Untuk ke sana, harus ada perubahan pola pikir dari birokrasi
priyayi menjadi birokrasi melayani . "Kita tidak mungkin berkelas dunia
jika kerja birokrasi kita lambat, mempersulit pelaku ekonomi, tembang
pilih, dan tidak transparan. Harus ada perubahan pola pikir dari
birokrasi yang selama ini priyayi menjadi birokrat-birokrat yang
memberikan pelayanan dan responsif terhadap permasalahan yang dialami
masyarakat," kata Yuddy.
Diterbitkannya kebijakan pembatasan kegiatan ASN di hotel-hotel merupakan salah satu cara untuk mengubah dan membentuk pola pikir dan budaya kerja ASN. "Ini semua kami lakukan dalam rangka membentuk pola pikir aparatur sipil yang disiplin dalam menemukan budaya kerja baru yang profesional," kata Yuddy.

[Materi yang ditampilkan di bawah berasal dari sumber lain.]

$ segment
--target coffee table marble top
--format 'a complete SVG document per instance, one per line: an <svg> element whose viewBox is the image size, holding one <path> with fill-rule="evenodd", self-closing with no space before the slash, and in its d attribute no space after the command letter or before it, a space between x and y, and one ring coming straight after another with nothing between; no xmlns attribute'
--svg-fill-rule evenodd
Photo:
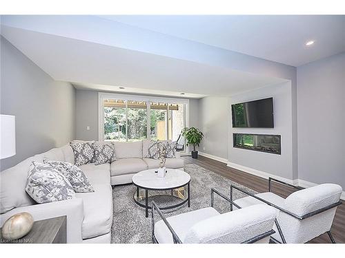
<svg viewBox="0 0 345 258"><path fill-rule="evenodd" d="M139 172L132 178L136 186L152 190L173 189L182 186L190 181L188 173L179 169L166 169L164 178L159 178L157 169L144 170Z"/></svg>

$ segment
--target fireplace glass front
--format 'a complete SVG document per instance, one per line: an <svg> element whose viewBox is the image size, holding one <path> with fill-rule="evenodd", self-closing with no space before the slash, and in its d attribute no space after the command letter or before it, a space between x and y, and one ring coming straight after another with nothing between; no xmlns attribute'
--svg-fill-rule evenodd
<svg viewBox="0 0 345 258"><path fill-rule="evenodd" d="M233 147L251 151L281 154L281 136L269 134L233 133Z"/></svg>

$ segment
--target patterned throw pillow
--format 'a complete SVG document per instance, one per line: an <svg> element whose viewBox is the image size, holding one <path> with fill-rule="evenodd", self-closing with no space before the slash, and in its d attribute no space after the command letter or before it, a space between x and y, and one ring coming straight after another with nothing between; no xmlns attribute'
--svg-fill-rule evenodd
<svg viewBox="0 0 345 258"><path fill-rule="evenodd" d="M104 163L111 163L117 160L115 148L112 142L95 142L95 158L96 165Z"/></svg>
<svg viewBox="0 0 345 258"><path fill-rule="evenodd" d="M166 158L175 158L175 151L177 142L166 142Z"/></svg>
<svg viewBox="0 0 345 258"><path fill-rule="evenodd" d="M77 166L80 166L84 164L95 163L93 144L94 142L73 141L70 142L75 154L75 164Z"/></svg>
<svg viewBox="0 0 345 258"><path fill-rule="evenodd" d="M60 171L68 180L76 193L94 192L90 181L78 166L63 161L44 160L48 164Z"/></svg>
<svg viewBox="0 0 345 258"><path fill-rule="evenodd" d="M160 142L158 140L151 140L150 142L150 147L148 147L148 153L145 158L158 160L159 158L159 144Z"/></svg>
<svg viewBox="0 0 345 258"><path fill-rule="evenodd" d="M30 167L25 190L39 204L75 197L73 188L62 173L48 164L35 161Z"/></svg>

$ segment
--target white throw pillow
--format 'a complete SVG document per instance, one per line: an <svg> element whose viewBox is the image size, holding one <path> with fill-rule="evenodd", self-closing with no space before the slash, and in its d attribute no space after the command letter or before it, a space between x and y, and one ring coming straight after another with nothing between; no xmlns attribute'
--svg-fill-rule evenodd
<svg viewBox="0 0 345 258"><path fill-rule="evenodd" d="M30 167L26 191L39 204L75 197L73 187L61 173L48 164L35 161Z"/></svg>
<svg viewBox="0 0 345 258"><path fill-rule="evenodd" d="M95 191L88 178L78 166L63 161L44 160L44 163L60 171L70 183L75 192L90 193Z"/></svg>

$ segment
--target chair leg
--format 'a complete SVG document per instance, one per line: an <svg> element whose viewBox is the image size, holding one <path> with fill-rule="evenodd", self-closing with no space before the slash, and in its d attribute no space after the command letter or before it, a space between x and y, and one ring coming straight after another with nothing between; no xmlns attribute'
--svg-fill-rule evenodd
<svg viewBox="0 0 345 258"><path fill-rule="evenodd" d="M332 234L331 234L331 231L328 231L327 234L328 234L328 237L331 239L331 241L332 241L332 244L335 244L335 241L334 241L334 238L332 236Z"/></svg>
<svg viewBox="0 0 345 258"><path fill-rule="evenodd" d="M285 241L285 237L284 237L283 233L282 232L282 228L280 228L280 225L278 223L278 220L277 219L275 219L275 226L277 226L277 229L280 235L280 237L282 238L282 241L283 244L286 244L286 241Z"/></svg>

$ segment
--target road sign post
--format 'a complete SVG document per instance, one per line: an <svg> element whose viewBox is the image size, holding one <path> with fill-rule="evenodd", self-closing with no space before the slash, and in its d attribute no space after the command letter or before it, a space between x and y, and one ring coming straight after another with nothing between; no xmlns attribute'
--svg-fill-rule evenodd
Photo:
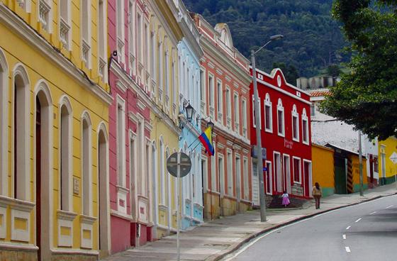
<svg viewBox="0 0 397 261"><path fill-rule="evenodd" d="M181 187L180 178L184 177L189 174L191 169L191 160L190 157L183 152L175 152L167 160L167 170L172 176L177 178L177 260L181 260L181 250L179 245L179 231L181 228L181 221L179 216L180 206L180 194L179 189Z"/></svg>

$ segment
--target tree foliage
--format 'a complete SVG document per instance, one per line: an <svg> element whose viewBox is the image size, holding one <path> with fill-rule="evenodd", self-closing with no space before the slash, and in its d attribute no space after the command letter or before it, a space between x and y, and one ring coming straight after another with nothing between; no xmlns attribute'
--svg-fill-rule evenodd
<svg viewBox="0 0 397 261"><path fill-rule="evenodd" d="M342 23L354 53L351 73L321 107L370 138L397 134L397 0L336 0L332 13Z"/></svg>
<svg viewBox="0 0 397 261"><path fill-rule="evenodd" d="M311 77L328 65L347 62L346 42L332 18L332 0L184 0L191 11L213 26L227 23L235 46L246 57L275 34L285 37L258 53L257 65L270 71L273 62L297 68ZM294 82L295 81L292 82Z"/></svg>

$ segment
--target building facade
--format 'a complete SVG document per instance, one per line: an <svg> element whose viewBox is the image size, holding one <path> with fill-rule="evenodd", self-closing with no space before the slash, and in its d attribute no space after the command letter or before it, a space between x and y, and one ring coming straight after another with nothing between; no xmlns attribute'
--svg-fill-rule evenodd
<svg viewBox="0 0 397 261"><path fill-rule="evenodd" d="M312 160L310 96L287 83L279 69L270 74L257 70L259 118L255 120L254 91L250 89L251 144L257 145L255 128L260 128L265 193L279 195L286 191L293 196L311 196ZM253 164L253 187L257 187L257 164ZM259 204L259 194L255 196Z"/></svg>
<svg viewBox="0 0 397 261"><path fill-rule="evenodd" d="M108 253L106 4L0 1L1 260Z"/></svg>
<svg viewBox="0 0 397 261"><path fill-rule="evenodd" d="M229 216L251 207L251 155L247 118L249 61L233 46L228 26L212 27L192 15L204 52L201 65L201 116L215 124L215 155L202 150L204 218ZM202 121L202 129L206 127Z"/></svg>
<svg viewBox="0 0 397 261"><path fill-rule="evenodd" d="M197 138L201 133L200 118L200 59L203 53L199 45L200 35L184 3L174 0L178 9L179 21L184 38L178 44L178 68L179 71L179 120L184 127L179 138L179 148L191 156L190 173L182 179L182 222L186 229L203 221L203 179L201 177L201 144ZM186 107L193 107L191 118L183 119ZM189 147L190 146L190 147Z"/></svg>
<svg viewBox="0 0 397 261"><path fill-rule="evenodd" d="M153 239L149 201L152 123L149 102L151 11L142 1L108 4L111 250L118 252Z"/></svg>

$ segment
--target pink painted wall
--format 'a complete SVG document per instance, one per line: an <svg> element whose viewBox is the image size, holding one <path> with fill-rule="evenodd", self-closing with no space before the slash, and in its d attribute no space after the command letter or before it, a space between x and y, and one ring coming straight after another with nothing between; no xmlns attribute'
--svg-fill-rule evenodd
<svg viewBox="0 0 397 261"><path fill-rule="evenodd" d="M130 68L128 67L128 55L130 50L129 47L129 34L128 34L128 1L124 0L124 43L125 43L125 65L118 62L118 59L112 59L113 66L119 67L120 68L125 68L123 73L127 77L130 77ZM136 17L136 16L135 16ZM116 48L116 0L108 1L108 40L110 53L117 50ZM133 32L135 32L133 30ZM135 45L136 46L136 45ZM119 55L121 54L118 54ZM115 65L116 64L116 65ZM131 79L131 78L130 78ZM135 81L135 76L133 75L132 81ZM110 188L110 204L111 209L117 211L119 202L117 202L117 99L118 96L125 102L125 184L126 189L129 190L127 193L126 204L126 216L130 219L134 218L136 213L133 213L131 206L131 195L136 196L136 186L131 186L131 177L130 177L130 130L136 133L138 126L135 123L129 120L128 113L131 112L134 114L140 113L145 119L150 118L150 111L149 109L143 111L138 109L137 102L138 100L138 95L132 89L128 88L125 92L122 91L116 87L116 82L119 80L117 75L112 69L109 72L109 84L111 86L111 95L113 98L113 104L109 108L109 188ZM150 138L150 133L145 130L145 136ZM139 181L138 181L139 182ZM131 246L131 243L134 244L132 238L135 240L135 233L132 228L136 227L135 223L132 223L128 218L121 218L118 216L112 215L111 216L111 252L113 253L125 250ZM140 244L142 245L147 241L146 227L142 227L141 230Z"/></svg>

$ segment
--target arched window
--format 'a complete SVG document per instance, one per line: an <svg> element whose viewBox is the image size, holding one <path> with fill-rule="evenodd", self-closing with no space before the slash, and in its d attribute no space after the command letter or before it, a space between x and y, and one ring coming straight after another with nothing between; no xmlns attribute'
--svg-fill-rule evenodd
<svg viewBox="0 0 397 261"><path fill-rule="evenodd" d="M292 140L299 141L299 114L296 106L292 107Z"/></svg>
<svg viewBox="0 0 397 261"><path fill-rule="evenodd" d="M26 71L18 65L13 73L13 196L30 199L30 87Z"/></svg>
<svg viewBox="0 0 397 261"><path fill-rule="evenodd" d="M273 132L273 115L272 113L272 101L270 96L266 94L264 99L264 128L266 131Z"/></svg>
<svg viewBox="0 0 397 261"><path fill-rule="evenodd" d="M72 106L64 96L60 106L60 209L72 211Z"/></svg>
<svg viewBox="0 0 397 261"><path fill-rule="evenodd" d="M82 179L83 181L83 214L92 215L92 184L91 184L91 120L87 112L82 116Z"/></svg>
<svg viewBox="0 0 397 261"><path fill-rule="evenodd" d="M9 67L0 49L0 195L8 195L8 115Z"/></svg>
<svg viewBox="0 0 397 261"><path fill-rule="evenodd" d="M279 135L284 136L284 107L281 99L277 102L277 133Z"/></svg>
<svg viewBox="0 0 397 261"><path fill-rule="evenodd" d="M160 137L160 203L162 205L165 205L165 171L164 171L164 158L165 151L164 148L164 142L162 137Z"/></svg>
<svg viewBox="0 0 397 261"><path fill-rule="evenodd" d="M309 124L306 109L302 112L302 141L305 144L309 144Z"/></svg>

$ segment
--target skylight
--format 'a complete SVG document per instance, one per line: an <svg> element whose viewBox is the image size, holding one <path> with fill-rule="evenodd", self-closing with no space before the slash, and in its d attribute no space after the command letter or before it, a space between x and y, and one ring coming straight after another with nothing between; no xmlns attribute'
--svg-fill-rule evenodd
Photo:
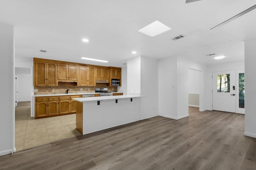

Menanggapi penjelasan Menteri Yuddy, kalangan pengusaha perhotelan menyatakan setuju terkait petunjuk teknis pembatasan rapat di hotel. Salah satu perwakilan PHRI, Hariyadi Sukamdi meminta agar Menteri PANRB segera menerbitkan petunjuk teknis sebagai acuan bagi pengusaha perhotelan.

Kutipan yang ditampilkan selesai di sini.